Posted By on November 18th, 2013 in Vitaminfix Think - Issue 62

Meal bars are a great snack to help keep you from skipping meals.

You may think that by cutting meals, you’re cutting calories but really you’re just telling your body to store away more of those calories for later use. This increases fat storage, and can slow your metabolism leading to unwanted weight gain. You need to consume a combination of nutrients including protein, carbohydrates, essential fats and fiber every few hours to keep on track, but that can be challenging and expensive when you’re on the move.

With today’s busy lifestyles, you can’t always grab what’s in front of you and expect to reach your body shaping goals. So here are a few meal bars you can make at home to keep at work, or in the fridge for those grab ‘n go days. They contain natural sugars, for a fast burst of energy, antioxidants, whole grains, protein, fiber and other essentials to keep your body burning calories, and you feeling energized all day.

Chocolate Peanut Butter Bars satisfy cravings and offer a nutrient-dense snack or meal replacement option any time of the day. Make ‘em at home with this simple recipe.

Ingredients:

  • 2 ¼ cup crisp rice cereal
  • ¾ cup rolled oats
  • 1 cup natural peanut butter (or other nut butter)
  • 1 cup honey
  • 1 ½ Tbs cocoa powder
  • 1 6 oz dark chocolate baking bar

Directions:

1. Line a square 8×8 or 9×9 cake pan with wax paper and set aside

2. Mix together cereal, oats, and cocoa powder in a large mixing bowl. Set aside.

3. In a microwave safe bowl, melt the peanut butter and honey in the microwave for 30 seconds and mix together until smooth and combined.
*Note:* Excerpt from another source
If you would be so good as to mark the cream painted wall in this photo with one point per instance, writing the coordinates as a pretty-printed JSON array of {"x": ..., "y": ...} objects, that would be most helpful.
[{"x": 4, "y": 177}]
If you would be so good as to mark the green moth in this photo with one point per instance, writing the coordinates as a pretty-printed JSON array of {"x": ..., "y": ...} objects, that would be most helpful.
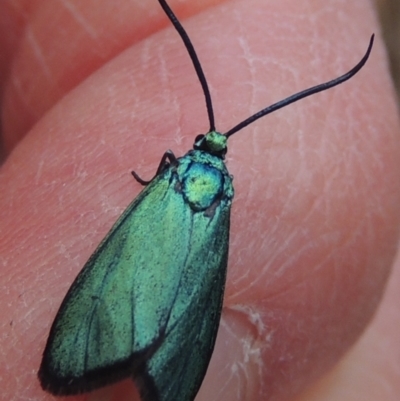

Pour over the dry ingredients and mix in, making sure all of the cereal is coated and all of the oats and cocoa are incorporated.

4. Press into the prepared pan. place another piece of wax paper and press down, making sure the mixture is spread across the entire pan.

5. Chill for 5-10 minutes in the refrigerator. While chilling, melt the chocolate in a microwave safe bowl in 30 second increments, stirring between each, until the chocolate is melted. Pour on the cereal mixture. Chill for 30-60 minutes in the freezer before cutting and serving.

The Ultimate Seed & Nut Bars contain tons of essential fatty acids, along with protein and natural sugars for energy. A great option for a mid-day pick-me-up, these bars won’t disappoint.

Ingredients:

  • 1 cup hemp protein powder
  • 1 cup brazil nuts, ground
  • 1 cup walnuts, ground
  • 1/2 cup sunflower seeds, soaked
  • 1/2 cup pumpkin seeds, soaked
  • 1/2 cup hemp seed shells
  • 1/2 cup sesame seeds
  • 1 cup raisins
  • 1 cup goji berries
  • 1/2 cup dried cranberries
  • 4 cups quinoa puffs

Sauce Ingredients:

  • 1 cup dates (soakes in 3/4 cups water)
  • 1/2 cup chia seeds
  • 1/2 cup almond butter
  • 1/4 cup honey
  • 1 tsp vanilla
  • 1 tsp coarse salt

Directions:

1. Soak dates in ¾ cup water. This is more important if dates are very dry and makes them easier to blend.
Soak pumpkin and sunflower seeds in a bowl with water covering. Just before using rinse and drain.

2. Chop walnuts into small pieces, but large enough to have substance to bite into, e.g. cut each half into approx. 4 to 5 pieces.
Grind up Brazil nuts in a blender. I left this a little chunky also – see photo below. Assemble the rest of the ingredients.

3. Make sauce by blending all of the sauce ingredients together. Put the dates and their soak water along with the rest of the sauce ingredients and blend until you have a smooth paste.

4. Place the rest of the dry base ingredients in the bowl and pour the blended sauce on top. Stir to mix everything together well.

5. Transfer out onto a dehydrator tray with a teflex sheet on it, or if you do not have a dehydrator, transfer onto a parchment paper lined baking tray. Press down flat and score into bars. On the teflex. Cut into 8 x 4 squares, making 32 bars.

6. Dehydrate for 2 to 3 hours, or heat in an oven on its lowest setting.  Flip over onto a mesh screen and continue dehydrating for another 2 to 3 hours.  If using an over, flip over in pan and heat for a little less time, for1-2 hours.

7. Let cool before storing if they are warm from the oven after taking them out. Place bars into an airtight container to store.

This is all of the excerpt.